Jennifer pointed out that Oliver isn’t slighting blue irises here, given that she has written several poems on the flower. She just wants to acknowledge weeds as well, and I thought of the poet’s reference to “the reckless blossoms of weeds” (in “The Kitten”) and “What blazes the trail isn’t necessarily pretty” (“Skunk Cabbage”). I thought also of Ralph Waldo Emerson’s observation in his essay Nature, “Not the sun or the summer alone, but every hour and season yields its tribute of delight…”

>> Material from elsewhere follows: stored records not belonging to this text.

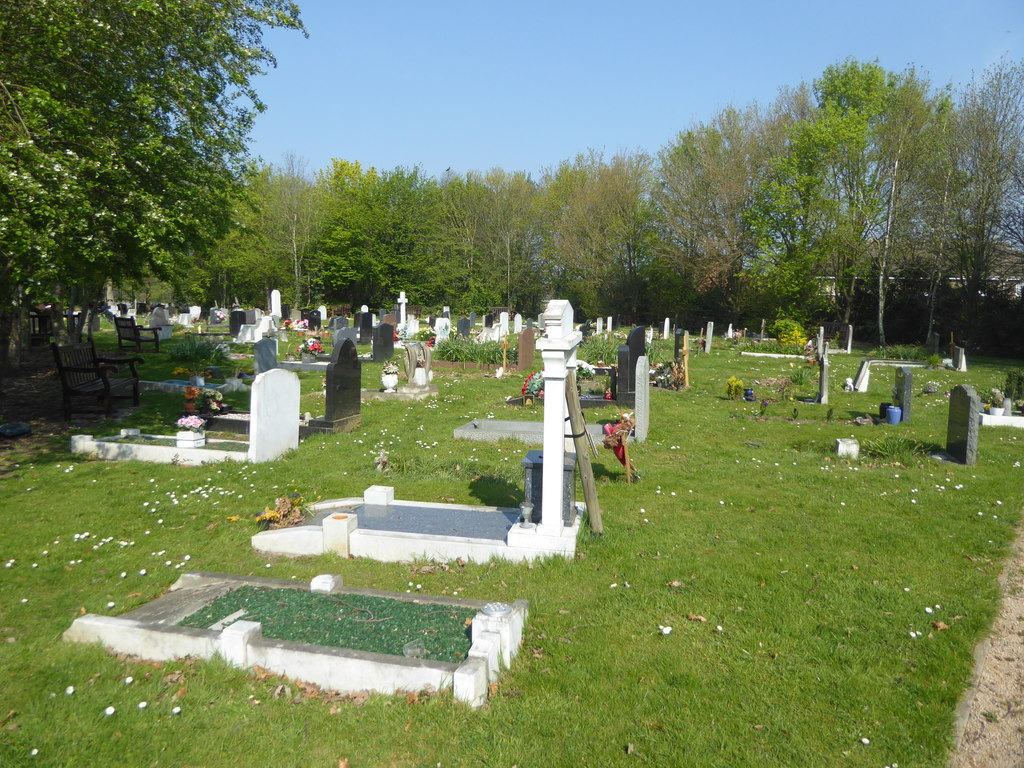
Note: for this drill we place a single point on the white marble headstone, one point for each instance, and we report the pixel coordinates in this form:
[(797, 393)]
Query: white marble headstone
[(273, 425)]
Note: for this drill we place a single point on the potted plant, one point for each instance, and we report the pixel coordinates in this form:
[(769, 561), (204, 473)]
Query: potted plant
[(389, 376), (190, 431), (995, 399), (309, 348), (532, 387)]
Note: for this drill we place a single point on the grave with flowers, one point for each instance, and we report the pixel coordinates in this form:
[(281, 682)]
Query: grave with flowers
[(272, 426)]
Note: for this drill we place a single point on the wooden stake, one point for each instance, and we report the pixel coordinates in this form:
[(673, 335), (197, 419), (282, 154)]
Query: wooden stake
[(582, 440)]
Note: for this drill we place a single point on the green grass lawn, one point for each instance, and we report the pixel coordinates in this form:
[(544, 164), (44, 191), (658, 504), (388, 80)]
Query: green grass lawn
[(795, 585)]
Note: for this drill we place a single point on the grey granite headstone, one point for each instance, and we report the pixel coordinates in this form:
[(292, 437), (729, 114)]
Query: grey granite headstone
[(641, 410), (265, 354), (344, 382), (904, 391), (383, 344), (527, 346), (962, 428), (344, 333), (237, 321)]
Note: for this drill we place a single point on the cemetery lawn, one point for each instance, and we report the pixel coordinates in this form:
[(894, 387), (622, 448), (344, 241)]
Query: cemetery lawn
[(822, 611)]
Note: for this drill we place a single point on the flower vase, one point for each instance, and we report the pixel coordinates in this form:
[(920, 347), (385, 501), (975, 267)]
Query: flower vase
[(187, 438)]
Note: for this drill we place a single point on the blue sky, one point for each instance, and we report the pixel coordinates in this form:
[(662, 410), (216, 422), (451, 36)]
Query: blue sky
[(525, 85)]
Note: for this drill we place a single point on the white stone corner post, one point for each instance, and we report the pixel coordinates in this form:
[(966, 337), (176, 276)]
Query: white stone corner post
[(558, 352)]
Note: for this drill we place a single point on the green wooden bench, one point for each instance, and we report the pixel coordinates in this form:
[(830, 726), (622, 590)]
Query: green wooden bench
[(84, 374)]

To summarize her approach to nature, Jennfer quoted from Oliver’s poem “Sometimes”:

Instructions for living a life:
Pay attention.
Be astonished.
Tell about it.

While time constraints didn’t allow Jennifer to share and discuss Jane Hirshfield’s “The Door,” I include her comments here. Jennifer writes that the poem

similarly treats listening as a doorway not just to knowledge of this world but to something transcendent. Hirshfield is not Christian but Buddhist in her orientation. She’s urging us to pay attention not only to things but to silences, to absences, to spaces”:

Here’s Hirshfield’s poem:

A note waterfalls steadily
through us,
just below hearing.

Or this early light
streaming through dusty glass:
what enters, enters like that,
unstoppable gift.

And yet there is also the other,
the breath-space held between any call
and its answer––

In the querying
first scuff of footstep,
the wood owls’ repeating,
the two-counting heart:

A little sabbath,
minnow whose brightness silvers past time.

The rest-note,
unwritten,
hinged between worlds,
that precedes change and allows it.

Jennifer is currently writing a book on poetic silences, in which she is exploring how poetry “speaks, and then it falls silent, and out of that silence it speaks again.”

Jennifer concluded the Forum by breaking us into groups to discuss poems that “help us imagine ourselves into the Scriptures.” The poems, which I’ll be sharing in future Sunday posts, were Mark Jarman’s “No One Understood the Final Meal” and “Cause Me To Hear”; Mary Karr’s “Descending Theology: The Resurrection” and “Meditatio”; and W. S. Merwin’s “Finding a Teacher.”

Following the talk, we adjourned to the church service, where we had the opportunity to listen to both the gorgeous poetry of the Episcopal liturgy and the silences between the words.